La pregunta dejó a Hernán un tanto descolocado sin saber con certeza cómo contestar.

—Y que has perdido a tus trabajadores.

Volvió a suceder lo mismo a pesar de tener la respuesta en la punta de la lengua.

—Disculpa, no trato de ofenderte, quizá sea mejor que calle —El hombre vuelve a la carpeta creando un silencio tan audible. Ambos concentran sus energías en las respectivas tazas de café mientras, al otro lado del cristal las personas pasan ante ellos de forma totalmente ajena—. Una pregunta, si no te incomoda, ¿por qué te duele tanto haber perdido la empresa? Sé que suena extraño.

—¡Me está tomando el pelo!

—Lo sabía.

—Porque la pregunta es ridícula; ¿cómo puede preguntar algo así? No nos conocemos de nada y…

—Únicamente te he hecho una pregunta.

—¡Que es repugnante!, ¡quizá usted o sus intenciones también sean repugnantes!, con todos mis respetos.

Callaron de nuevo, Hernán, de pronto fue consciente de que en ciertos momentos se comportó de forma demasiado dura con Gracia, ella tan insistente en sus ideas siempre diferentes. Con Leopoldo, en cambio, actuó de manera ciertamente permisiva. En realidad, le temía. Y Jaime… la verdad, un tanto olvidado, relegado por rarito al cuarto trastero de aquel microcosmos que resultó ser el taller.
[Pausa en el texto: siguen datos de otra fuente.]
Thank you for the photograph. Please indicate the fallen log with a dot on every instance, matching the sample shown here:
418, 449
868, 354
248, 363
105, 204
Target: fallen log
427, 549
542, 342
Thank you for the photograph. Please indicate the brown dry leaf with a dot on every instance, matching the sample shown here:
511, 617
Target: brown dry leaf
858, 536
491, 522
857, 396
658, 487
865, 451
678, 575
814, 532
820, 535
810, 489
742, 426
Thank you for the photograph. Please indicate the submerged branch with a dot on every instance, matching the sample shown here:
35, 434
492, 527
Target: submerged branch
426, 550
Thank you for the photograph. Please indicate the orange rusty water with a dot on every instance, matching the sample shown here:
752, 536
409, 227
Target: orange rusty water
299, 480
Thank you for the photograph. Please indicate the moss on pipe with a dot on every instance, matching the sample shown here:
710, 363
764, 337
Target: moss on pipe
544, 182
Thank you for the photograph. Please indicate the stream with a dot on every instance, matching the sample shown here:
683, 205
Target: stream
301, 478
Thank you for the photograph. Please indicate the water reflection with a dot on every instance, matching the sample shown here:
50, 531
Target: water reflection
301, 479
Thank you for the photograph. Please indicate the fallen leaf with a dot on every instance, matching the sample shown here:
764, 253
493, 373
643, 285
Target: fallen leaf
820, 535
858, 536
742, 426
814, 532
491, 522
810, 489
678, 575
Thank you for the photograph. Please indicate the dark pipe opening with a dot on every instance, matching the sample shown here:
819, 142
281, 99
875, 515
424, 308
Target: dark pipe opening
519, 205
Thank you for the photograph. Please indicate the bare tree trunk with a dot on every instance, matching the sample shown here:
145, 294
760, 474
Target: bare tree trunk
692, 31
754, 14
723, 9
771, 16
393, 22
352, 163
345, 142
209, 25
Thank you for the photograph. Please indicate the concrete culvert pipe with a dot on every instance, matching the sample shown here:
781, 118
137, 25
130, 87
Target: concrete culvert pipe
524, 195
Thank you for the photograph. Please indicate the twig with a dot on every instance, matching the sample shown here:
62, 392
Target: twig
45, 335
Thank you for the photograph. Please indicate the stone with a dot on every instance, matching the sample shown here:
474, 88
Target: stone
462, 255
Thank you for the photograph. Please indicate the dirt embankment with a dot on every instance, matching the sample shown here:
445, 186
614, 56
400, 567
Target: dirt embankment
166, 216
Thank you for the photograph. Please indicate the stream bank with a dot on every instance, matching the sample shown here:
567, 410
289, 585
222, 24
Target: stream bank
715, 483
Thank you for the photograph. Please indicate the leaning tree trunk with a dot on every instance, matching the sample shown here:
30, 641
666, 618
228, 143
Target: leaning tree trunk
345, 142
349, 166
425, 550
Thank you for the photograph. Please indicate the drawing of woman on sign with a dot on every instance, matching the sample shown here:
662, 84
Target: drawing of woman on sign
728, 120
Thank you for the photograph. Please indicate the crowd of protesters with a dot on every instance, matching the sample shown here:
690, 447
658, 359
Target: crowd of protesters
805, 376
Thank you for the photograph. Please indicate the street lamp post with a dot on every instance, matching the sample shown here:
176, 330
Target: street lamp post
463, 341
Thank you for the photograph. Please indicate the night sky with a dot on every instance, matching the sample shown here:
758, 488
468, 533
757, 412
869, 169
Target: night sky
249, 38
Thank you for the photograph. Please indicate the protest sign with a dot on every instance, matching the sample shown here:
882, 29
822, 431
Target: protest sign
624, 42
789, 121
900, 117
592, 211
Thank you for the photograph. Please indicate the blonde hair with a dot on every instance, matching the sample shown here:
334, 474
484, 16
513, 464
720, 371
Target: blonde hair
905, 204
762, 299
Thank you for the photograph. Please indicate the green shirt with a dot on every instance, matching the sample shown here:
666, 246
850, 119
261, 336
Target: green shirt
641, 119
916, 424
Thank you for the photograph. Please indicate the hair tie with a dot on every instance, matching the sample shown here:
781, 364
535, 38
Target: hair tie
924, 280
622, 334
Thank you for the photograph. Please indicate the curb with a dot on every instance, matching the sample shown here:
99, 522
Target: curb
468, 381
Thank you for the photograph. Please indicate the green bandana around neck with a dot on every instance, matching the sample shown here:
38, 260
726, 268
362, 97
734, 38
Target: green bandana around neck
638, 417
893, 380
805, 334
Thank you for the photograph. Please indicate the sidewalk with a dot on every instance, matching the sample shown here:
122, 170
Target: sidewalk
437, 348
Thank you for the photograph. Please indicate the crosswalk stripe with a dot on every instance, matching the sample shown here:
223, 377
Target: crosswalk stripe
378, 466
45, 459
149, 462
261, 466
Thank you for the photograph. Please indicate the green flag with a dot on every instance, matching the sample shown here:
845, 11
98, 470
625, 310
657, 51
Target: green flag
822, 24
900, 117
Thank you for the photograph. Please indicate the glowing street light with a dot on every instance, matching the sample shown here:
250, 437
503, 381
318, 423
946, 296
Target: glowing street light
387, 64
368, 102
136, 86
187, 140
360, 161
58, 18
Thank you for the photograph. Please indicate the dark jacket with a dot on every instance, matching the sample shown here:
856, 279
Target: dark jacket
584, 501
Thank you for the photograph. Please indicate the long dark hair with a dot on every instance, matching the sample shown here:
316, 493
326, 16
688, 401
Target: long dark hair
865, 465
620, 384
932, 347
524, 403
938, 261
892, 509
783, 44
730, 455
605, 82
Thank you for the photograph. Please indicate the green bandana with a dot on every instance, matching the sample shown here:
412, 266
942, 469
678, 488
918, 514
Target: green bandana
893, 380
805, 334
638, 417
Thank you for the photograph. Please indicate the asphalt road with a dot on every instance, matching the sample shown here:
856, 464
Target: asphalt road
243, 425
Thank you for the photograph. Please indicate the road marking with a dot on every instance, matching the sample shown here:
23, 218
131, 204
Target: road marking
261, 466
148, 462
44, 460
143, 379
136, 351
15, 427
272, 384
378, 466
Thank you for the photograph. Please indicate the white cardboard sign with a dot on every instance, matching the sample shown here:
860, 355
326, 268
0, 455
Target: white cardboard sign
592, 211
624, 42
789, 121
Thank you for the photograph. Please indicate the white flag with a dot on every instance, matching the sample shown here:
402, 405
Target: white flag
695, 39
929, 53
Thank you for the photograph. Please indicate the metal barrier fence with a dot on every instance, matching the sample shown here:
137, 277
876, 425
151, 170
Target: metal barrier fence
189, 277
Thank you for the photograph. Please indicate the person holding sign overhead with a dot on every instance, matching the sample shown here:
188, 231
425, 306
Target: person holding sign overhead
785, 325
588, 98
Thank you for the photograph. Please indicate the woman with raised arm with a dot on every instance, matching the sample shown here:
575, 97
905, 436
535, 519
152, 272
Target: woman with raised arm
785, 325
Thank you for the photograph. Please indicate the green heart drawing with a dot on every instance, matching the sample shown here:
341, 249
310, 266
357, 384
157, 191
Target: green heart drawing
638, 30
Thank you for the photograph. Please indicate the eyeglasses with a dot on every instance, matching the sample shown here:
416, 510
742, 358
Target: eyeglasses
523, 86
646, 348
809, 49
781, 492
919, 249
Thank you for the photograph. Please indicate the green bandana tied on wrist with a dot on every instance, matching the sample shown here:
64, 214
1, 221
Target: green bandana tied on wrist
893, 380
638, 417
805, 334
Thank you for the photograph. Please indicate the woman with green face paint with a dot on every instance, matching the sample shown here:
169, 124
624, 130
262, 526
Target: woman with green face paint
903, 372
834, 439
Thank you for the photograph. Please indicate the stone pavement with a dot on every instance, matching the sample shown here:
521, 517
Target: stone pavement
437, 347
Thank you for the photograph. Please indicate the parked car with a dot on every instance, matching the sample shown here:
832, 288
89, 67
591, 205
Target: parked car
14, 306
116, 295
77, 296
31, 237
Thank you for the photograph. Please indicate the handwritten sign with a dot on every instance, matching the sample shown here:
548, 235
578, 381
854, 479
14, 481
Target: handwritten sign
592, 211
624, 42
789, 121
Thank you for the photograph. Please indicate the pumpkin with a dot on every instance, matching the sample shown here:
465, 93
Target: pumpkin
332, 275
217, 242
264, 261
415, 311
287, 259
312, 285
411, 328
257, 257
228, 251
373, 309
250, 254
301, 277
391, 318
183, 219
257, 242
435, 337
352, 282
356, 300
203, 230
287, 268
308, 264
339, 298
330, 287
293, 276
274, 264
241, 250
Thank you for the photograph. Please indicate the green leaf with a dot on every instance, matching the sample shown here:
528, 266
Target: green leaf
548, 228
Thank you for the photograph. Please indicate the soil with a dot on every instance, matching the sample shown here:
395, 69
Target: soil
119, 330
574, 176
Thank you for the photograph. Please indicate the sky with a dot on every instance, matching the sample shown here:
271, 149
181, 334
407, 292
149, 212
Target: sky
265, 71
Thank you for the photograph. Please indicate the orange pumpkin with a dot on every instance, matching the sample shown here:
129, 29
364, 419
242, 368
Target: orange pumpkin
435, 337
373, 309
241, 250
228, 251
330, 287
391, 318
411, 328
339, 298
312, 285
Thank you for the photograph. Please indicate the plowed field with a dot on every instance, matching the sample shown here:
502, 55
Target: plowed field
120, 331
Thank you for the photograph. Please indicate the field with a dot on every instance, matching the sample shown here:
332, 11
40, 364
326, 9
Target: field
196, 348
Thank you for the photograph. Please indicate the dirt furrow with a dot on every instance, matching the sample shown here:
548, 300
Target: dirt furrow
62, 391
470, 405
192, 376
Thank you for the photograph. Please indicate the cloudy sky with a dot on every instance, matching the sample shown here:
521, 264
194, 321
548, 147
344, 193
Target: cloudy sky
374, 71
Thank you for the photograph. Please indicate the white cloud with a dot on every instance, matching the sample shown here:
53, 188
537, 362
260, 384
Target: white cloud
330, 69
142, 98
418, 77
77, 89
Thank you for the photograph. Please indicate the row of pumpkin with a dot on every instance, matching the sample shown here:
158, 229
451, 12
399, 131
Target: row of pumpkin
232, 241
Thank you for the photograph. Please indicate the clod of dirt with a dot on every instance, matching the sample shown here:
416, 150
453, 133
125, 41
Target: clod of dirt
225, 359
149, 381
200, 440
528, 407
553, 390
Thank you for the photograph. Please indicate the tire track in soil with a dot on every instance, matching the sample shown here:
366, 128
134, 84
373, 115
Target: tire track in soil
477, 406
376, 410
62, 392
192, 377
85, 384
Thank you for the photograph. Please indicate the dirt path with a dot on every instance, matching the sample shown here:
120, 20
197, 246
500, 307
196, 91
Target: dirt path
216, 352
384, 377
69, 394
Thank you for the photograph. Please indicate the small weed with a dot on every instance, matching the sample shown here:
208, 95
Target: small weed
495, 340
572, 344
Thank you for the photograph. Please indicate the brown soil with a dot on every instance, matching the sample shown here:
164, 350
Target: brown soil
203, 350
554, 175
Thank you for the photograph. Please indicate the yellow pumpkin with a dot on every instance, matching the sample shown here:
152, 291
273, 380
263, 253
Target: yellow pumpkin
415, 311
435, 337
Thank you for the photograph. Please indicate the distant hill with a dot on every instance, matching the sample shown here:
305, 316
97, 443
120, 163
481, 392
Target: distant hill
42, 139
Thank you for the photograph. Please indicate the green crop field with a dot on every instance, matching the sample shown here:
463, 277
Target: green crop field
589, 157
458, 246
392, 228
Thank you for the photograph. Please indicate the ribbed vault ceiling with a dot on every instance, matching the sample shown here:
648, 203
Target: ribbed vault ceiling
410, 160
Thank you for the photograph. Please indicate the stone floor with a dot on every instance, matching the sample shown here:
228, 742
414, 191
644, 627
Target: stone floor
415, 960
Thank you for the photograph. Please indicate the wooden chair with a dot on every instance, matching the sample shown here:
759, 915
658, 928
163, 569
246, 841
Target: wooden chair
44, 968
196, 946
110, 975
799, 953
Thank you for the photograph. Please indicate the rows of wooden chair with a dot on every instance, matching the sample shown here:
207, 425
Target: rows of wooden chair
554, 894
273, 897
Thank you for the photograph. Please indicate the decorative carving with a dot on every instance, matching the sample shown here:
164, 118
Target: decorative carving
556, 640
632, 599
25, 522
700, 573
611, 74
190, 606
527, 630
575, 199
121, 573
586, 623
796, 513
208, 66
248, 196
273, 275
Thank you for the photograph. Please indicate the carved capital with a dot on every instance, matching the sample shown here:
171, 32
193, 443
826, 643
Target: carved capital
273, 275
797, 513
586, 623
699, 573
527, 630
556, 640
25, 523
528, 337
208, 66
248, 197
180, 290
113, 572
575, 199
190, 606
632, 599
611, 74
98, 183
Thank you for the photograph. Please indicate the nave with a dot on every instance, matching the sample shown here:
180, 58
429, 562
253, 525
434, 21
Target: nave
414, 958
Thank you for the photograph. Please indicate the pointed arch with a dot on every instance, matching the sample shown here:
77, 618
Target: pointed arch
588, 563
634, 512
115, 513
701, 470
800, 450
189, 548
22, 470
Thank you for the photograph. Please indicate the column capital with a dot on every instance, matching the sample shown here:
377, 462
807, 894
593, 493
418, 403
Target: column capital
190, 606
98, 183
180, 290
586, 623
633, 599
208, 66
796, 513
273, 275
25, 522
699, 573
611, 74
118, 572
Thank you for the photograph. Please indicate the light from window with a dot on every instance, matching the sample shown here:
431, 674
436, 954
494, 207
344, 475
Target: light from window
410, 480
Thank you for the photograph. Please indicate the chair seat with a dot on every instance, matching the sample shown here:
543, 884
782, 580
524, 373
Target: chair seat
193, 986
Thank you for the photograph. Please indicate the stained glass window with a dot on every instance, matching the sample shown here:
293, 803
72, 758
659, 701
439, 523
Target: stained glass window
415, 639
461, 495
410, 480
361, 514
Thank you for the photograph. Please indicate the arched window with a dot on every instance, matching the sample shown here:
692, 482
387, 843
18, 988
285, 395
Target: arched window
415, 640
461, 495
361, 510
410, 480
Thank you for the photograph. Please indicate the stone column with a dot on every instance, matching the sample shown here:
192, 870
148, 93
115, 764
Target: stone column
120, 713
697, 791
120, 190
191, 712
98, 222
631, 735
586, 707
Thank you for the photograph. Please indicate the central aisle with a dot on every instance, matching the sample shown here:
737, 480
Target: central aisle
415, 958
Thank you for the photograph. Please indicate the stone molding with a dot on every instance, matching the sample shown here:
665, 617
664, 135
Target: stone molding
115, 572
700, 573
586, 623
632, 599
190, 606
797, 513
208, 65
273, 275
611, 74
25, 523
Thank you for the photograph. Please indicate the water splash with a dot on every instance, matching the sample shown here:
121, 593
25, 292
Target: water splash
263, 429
—Jaime —pensó en alto Saúl.

—¿Cómo dice? —Sintió el corazón golpearle.

—Era el nombre de mi hijo, su madre y yo no tuvimos más. Primero falleció ella y ahora él. Parece mentira, lo que más recuerdo es su camiseta de superhéroe medio desteñida al salir de casa esa mañana. Jaime pasó ante mí con esos andares de pato mareado tan divertidos que tanto hacían reír a su madre y luciendo su camiseta.

Las vueltas que da la vida, tú enojado, y con razón, por esta tremenda situación tuya y yo sin haberme podido despedir del único ser por quien habría dado la vida —hundió los labios en la nata para respirar con calma antes de continuar—. Dentro de un rato recogeré sus cenizas, llevo dos días dando vueltas por la ciudad sin decidirme a dar el paso. Parecerá una tontería o una cosa rara, pero no sé cómo coger la urna cuando me la entreguen, me da mucho miedo tenerla delante y que se me caiga, aún me cuesta creer tener que llevarme a Jaime de este modo. Por eso, si no te importa, antes me gustaría tomar en silencio y en tu compañía este café aquí, en donde tantas veces nos sentamos su madre, él y yo.

Tras algunos minutos de silencio, Saúl Gómez Avendaño se levantó para marcharse con su carpeta azul entre las manos. Se despidieron e invitó pese a la obstinación de Hernán Pavía Sastre, quien esperó un poco más mirando sin mirar a través del cristal, incapaz de ver a la gente que pasaba, los ojos se le habían llenado de lágrimas y los abrió intentando tragarlas en vano, otro acto en vano. A continuación, dejó unas monedas sobre la mesa y marchó despidiéndose del camarero.

Durante el tiempo en que quedó solo no pudo pensar más que en Gracia, en Leopoldo y en Jaime. Jaime por duplicado.